Here's an example of a first-pass class to encapsulate a user account (I'm making this up on the fly, so bear with me):


class
userAccount

{
public:
// public methods go here
private:
// private data members:
unsigned int accountId;
std::string username;
std::string realName;
};

This will work just fine, but there's a problem. If you need to change the implementation (say you want to store the user's real name in two fields instead of one), unless you're very careful you will end up changing the size and / or the declaration of the class.

Changing the size of the class is a big problem if you're trying to maintain binary compatibility. Changing the declaration of the class is a problem because (some) compilers will now recompile every file that includes your changed header file, even if the changes make no difference to the binary output.
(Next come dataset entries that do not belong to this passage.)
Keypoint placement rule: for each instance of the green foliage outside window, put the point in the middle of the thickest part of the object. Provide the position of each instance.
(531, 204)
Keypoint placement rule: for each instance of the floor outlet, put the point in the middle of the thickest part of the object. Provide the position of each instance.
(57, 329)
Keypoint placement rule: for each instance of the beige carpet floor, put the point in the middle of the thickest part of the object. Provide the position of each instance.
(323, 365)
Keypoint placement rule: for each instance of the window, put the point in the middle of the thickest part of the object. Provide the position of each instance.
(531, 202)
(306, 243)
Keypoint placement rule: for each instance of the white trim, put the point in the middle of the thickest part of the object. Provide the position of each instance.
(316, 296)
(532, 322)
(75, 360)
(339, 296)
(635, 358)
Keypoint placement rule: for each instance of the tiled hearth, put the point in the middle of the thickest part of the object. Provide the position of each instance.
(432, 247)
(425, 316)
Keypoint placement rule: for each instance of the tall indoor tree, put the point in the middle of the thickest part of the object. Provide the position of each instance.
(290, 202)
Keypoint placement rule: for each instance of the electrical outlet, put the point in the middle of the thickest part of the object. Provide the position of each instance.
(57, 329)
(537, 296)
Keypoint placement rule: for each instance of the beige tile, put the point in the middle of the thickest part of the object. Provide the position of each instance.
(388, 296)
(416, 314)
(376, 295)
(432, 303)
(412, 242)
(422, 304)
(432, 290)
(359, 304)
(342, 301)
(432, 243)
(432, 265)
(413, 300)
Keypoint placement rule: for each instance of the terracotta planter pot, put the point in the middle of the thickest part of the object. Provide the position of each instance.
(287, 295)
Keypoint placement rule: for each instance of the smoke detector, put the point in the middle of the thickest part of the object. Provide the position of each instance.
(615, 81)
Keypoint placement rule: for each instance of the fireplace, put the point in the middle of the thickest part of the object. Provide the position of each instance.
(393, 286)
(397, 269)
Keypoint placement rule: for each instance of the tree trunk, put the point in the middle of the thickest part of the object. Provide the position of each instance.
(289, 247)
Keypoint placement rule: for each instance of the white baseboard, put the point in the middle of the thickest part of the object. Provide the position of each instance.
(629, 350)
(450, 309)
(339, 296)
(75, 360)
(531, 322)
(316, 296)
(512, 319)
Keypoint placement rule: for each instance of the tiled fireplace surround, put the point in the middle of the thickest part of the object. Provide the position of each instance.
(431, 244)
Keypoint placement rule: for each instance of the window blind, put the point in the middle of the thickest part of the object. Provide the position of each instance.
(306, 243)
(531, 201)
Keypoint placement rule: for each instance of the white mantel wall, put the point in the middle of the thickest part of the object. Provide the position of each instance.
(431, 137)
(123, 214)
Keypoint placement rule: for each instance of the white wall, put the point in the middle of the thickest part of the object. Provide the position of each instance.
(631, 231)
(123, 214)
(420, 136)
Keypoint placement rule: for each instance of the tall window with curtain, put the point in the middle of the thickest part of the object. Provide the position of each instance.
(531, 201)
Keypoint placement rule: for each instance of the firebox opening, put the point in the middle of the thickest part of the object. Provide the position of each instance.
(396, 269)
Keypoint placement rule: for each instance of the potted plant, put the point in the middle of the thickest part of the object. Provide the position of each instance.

The solution comes in the form of an opaque pointer, or "pointer to implementation" (which is where we get the charming "pimpl" name from). The idea is that the implementation details are put in a separate class that is forward declared in the header file, and fully declared in the cpp file. Your external interface now only contains a single pointer - you can change the size of your implementation class to your hearts content, and you will never change the size or declaration of your external interface. The class above refactored to use a pimpl pointer looks like this:


Header File:

// forward declare implementation class:
class
userCountImpl;


class
userAccount

{
public:
userAccount();
// public methods go here
private:
// private data members:
userAccountImpl *pimpl;
};

Source File:

class
userAccountImpl

{
public:
unsigned int accountId;
std::string username;
std::string realName;
};


userAccount::userAccount()
: pimpl(new userAccountImpl)
{
}


Now any data members can be accesed via the private implementation class. There are several things you can do to extend the example above (using a shard_ptr is a start), but I want to keep things simple for the sake of the example.
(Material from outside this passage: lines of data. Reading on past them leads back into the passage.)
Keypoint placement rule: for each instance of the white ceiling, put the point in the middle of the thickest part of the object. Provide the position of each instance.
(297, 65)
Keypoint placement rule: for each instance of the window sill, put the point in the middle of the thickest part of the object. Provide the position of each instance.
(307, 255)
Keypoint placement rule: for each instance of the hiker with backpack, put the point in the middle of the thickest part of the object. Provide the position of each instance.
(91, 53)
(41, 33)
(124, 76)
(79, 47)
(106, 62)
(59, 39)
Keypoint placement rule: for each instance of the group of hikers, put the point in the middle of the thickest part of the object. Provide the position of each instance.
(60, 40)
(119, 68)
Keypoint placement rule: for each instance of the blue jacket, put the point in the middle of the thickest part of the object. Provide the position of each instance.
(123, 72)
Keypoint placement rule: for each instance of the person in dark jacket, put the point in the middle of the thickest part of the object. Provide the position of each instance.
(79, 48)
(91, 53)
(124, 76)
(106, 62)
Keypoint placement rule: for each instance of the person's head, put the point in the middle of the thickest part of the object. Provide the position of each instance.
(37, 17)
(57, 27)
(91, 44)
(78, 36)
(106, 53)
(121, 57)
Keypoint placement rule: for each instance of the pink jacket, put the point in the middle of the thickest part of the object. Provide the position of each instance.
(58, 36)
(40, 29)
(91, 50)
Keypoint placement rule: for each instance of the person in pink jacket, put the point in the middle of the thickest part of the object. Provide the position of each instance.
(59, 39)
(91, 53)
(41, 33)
Until recently, I took this method for granted and used it as often as I could. As so often happens when I learn something new I rush to use it in every possible situation, including ones where it doesn't make sense. The pimpl idiom has a few problems associated with it, which I will outline here:

  1. Your object's memory footprint is now split into more than one place in memory. This may not be a huge problem for 90% of classes, but consider a small utility class that contains only standard data types:

    class colour
    {
    public:
    // public methods go here
    private:
    unsigned char red;
    unsigned char green;
    unsigned char blue;
    };

    In order to serialise this into a buffer (like a file), you can get away with using a memcpy or similar technique. Since your object's memory footprint is contiguos, copying the entire object into a file is simple (Yes yes, I know: there are many reasons why this isn't a good idea, but let's face it - this happens all the time). Once you start using pimpl pointers it gets a bit more difficult. Since your implementation class is private to the .cpp file, the code to do the copying needs to be in the same cpp file (otherwise it doesn't have access to the definition of the implementation class). This is relatively easy to work around, but the trouble doesn't stop there - consider what you need to do to un-serialise an object from a buffer. You can no longer be cheeky and use a reinterpret-cast like so:
    colour *pCol = (colour*) pBuffer;
    Again - I realise that this isn't the best idea in the world, but when you're programming with constraints sometimes this is the best way to do things.


  2. The default new and delete operators are expensive. I never realized just how expensive they can be. In a recent bout of performance testing on some real-time software I saw the default new operator take 55ms to allocate a block of 4B of memory. That's way too slow for the real-time application i was working on, and may be too slow for other applications as well. What's more, the times get worse the more memory you allocate - so using the pimpl pointer may not be a good idea at all, since it adds the overhead of a new call to each constructor, and a delete to each destructor. ouch!


If you're looking for more info on the pimpl idiom, Sutter wrote a good article on the pimpl pointer, and a more recent article that talks about some of the performance issues associated with pimpl pointers. This technique is worth using - it can save many attacks of "code cheese" in the future, just be careful where you us it, or you may end up with some nasty performance issues you didn't expect!